Objectives: • To prove that electrical pudendal nerve stimulation (EPNS) can contract the pelvic floor muscles (PFM) and simulate pelvic floor muscle training (PFMT). • To show that EPNS is an alternative therapy for female stress urinary incontinence (SUI) that does not respond effectively to PFMT and transvaginal electrical stimulation (TES).

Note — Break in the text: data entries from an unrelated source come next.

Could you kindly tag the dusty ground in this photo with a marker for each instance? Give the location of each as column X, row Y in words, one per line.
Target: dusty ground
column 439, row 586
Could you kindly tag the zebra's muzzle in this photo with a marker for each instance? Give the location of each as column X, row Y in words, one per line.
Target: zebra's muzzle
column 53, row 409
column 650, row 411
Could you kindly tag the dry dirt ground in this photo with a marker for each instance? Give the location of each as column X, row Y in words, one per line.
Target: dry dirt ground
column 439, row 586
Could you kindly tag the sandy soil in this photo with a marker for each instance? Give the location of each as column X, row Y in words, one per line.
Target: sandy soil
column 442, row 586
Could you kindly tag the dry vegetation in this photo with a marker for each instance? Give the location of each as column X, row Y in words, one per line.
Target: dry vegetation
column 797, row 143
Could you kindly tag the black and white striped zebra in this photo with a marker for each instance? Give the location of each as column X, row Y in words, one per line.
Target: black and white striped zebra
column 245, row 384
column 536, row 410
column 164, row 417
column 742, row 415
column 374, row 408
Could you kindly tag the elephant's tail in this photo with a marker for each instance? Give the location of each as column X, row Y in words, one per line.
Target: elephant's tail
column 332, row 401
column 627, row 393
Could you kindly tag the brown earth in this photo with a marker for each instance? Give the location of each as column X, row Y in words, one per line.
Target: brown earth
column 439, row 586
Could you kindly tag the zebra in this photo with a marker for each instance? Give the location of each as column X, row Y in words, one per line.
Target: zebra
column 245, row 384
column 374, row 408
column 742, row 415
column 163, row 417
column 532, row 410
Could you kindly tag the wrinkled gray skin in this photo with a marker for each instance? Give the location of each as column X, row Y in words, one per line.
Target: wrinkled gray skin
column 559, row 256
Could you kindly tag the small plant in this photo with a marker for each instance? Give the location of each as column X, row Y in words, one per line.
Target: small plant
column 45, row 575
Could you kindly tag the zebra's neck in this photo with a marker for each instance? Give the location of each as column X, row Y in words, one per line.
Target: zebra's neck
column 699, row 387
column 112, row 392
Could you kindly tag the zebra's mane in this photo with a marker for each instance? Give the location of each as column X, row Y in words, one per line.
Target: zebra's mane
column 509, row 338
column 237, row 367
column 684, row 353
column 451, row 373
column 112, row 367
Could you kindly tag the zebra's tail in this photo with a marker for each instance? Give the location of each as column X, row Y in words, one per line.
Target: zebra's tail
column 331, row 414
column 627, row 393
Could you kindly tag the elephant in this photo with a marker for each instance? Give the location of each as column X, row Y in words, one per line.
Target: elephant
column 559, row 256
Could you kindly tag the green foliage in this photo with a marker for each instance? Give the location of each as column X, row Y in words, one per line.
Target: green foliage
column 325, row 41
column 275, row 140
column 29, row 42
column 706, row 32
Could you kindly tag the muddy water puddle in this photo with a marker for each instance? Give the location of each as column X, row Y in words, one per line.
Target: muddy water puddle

Patients and methods: • Thirty-five female patients with SUI who did not respond effectively to PFMT and TES (group I) were enrolled and 60 other female patients with SUI were allocated to group II (30 patients) and group III (30 patients). • Long needles were deeply inserted into four sacral points and electrified to stimulate the pudendal nerves. Group I and group II were treated by a doctor skilled in performing EPNS and group III, by a doctor unskilled in performing EPNS. • When EPNS was performed in group I, perineal ultrasonographic PFM movements, vaginal pressure (VP) and PFM electromyography were recorded simultaneously. • The therapeutic effects were evaluated according to objective and subjective criteria
Results: • When EPNS was performed correctly, the patient felt strong PFM contractions. Simultaneous recordings in group I showed: B-mode cranio-caudal PFM movements; M-mode PFM movement curves (amplitude: about 1 mm, n= 31); a sawtooth curve of VP changes (2.61 ± 1.29 cmH(2) O, n= 34); and PFM myoelectric waves (amplitude: 23.9 ± 25.3 µV). • If during the EPNS process the electric current was stopped or its intensity was reduced to about 7-12 mA or the two lower needles were drawn back, then the above ultrasonographic PFM movements and VP changes disappeared. • In group I, the incontinence severity and quality of life score was 16.5 ± 4.0 before treatment and decreased to 4.2 ± 4.0 after 27.5 ± 11.9 sessions of treatment (P < 0.01). At the end of treatment, 100% improvement occurred in 16 cases (45.7%). A 2-year follow-up showed that 100% improvement occurred in 14 of cases (40.0%). • In group II, the incontinence severity and quality of life score was 17.1 ± 6.3 before treatment and decreased to 3.5 ± 3.7 after 10 sessions of treatment (P < 0.01) and 100% improvement occurred in 12 cases (40.0%). In group III, the incontinence severity and quality of life score was 17.6 ± 6.3 before treatment and decreased to 10.8 ± 8.2 after 10 sessions of treatment (P < 0.01) and 100% improvement occurred in one case (3.3%). • The post-treatment score was lower and the therapeutic effect was better in group II than in group III (both P < 0.01).
Conclusions: • EPNS can contract the PFM and simulate PFMT. • EPNS is an alternative therapy for female SUI patients who fail PFMT and TES.